Friday Letter: How do you RDU?

Readers of PEO’s Friday Letter of two weeks ago will know that Kohlberg Kravis Roberts’ $5 billion listing of KKR Private Equity Investors Ltd on Euronext caused more than a ripple not just across the asset class but across the capital markets too.  

But contrary to the perception of some members of the public and the press, this new vehicle remains an investment off-limits to unaccredited investors, even though the vehicle has, in effect, gone public.

The great, unwashed masses of American stock buyers are, for example, going to have a hell of a time getting in and out of this new entity.

The heavyweight affiliate of the New York private equity giant Kohlberg Kravis Roberts is a strange beast, although it is being described as “elegant” by some admirers (most of whom either want a similarly elegant vehicle for themselves, or who want to be hired to create one).

It is a limited partnership created under the laws of Guernsey, offered globally as a private placement under the 1955 Dutch Act on the Supervision of the Securities Trade, and delivered in the form of restricted depository units (RDUs) – representing common units – that are deposited with the Bank of New York. And in case you were wondering, the subscription agreement is governed by the laws of the State of New York.

Purchasers of the global private placement had to have been “qualified purchasers” as defined by the US Investment Company Act of 1940 ($5 million upwards in investments) and “accredited investors” as defined by Regulation D of the Securities Act of 1933. US ERISA investors are not welcome.

In this context, KKR Private Equity Investors did not have an IPO so much as create a mechanism whereby units from the private placement may be resold on the Euronext exchange in Amsterdam. Depending on where you live, this will be a bit of an ordeal.
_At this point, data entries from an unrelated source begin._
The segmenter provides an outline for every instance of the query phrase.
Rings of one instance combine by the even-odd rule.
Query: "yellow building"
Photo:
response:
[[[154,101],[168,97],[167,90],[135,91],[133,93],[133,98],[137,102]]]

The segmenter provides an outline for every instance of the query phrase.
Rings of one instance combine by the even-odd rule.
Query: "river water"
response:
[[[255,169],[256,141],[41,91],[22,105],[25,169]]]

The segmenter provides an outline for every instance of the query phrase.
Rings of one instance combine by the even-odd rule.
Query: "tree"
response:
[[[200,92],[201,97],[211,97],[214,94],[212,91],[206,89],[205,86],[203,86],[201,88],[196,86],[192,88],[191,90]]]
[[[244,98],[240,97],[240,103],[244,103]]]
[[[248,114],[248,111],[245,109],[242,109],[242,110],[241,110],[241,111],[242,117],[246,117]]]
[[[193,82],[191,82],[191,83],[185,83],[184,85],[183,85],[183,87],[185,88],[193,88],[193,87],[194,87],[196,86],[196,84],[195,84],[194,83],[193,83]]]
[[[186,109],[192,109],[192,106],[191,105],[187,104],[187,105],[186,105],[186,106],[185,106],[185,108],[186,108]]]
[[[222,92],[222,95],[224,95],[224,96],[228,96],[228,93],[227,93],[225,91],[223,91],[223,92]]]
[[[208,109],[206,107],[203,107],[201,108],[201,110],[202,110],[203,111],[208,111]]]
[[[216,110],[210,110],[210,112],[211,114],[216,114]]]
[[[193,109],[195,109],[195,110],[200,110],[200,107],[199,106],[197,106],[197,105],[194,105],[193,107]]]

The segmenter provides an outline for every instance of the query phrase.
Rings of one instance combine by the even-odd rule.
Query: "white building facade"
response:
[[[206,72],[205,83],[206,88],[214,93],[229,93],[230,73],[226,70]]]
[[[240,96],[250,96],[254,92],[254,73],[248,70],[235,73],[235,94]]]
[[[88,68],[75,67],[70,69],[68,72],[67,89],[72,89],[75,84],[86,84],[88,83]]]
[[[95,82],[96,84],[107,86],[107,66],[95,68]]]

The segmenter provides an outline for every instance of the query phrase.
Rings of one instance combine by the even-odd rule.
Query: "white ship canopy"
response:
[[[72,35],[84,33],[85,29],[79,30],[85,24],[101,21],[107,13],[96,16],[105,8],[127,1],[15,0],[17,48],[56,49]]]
For example, unit holders in the US cannot “trade” KKR’s “stock”. Instead, the units may be “transferred” by US holders in a way that seems far removed from the easy liquidity one associates with a public listing. A review of the prospectus for KKR Private Equity Investors will give you a better idea of what’s involved:

“Each subsequent transferee of RDUs who is within the United States or a US person will be required to execute and deliver a US Transferee’s Letter in the form set forth in Appendix D. . . Common units. . . may be transferred only to a non-US person in an offshore transaction. . . and only upon the surrender by the transferor of the [RDUs] evidencing such RDUs and the execution and delivery by the transferor of a Surrender Letter. . .”

So much for day trading.

Clearly, the KKR offering does not represent the democratisation of private equity that some had mooted, but rather a different structure that will have a certain appeal to certain qualified institutional LPs. That said, shares of KPE are at present down by more than three percent on the Euronext, which may present difficulties for the next private equity firm that tries to raise a similar all-cash vehicle. Global investors may reason that it pays to wait and simply buy units post-listing at a discount on the Euronext.

That’s the trouble with qualified purchasers – they tend to be sophisticated.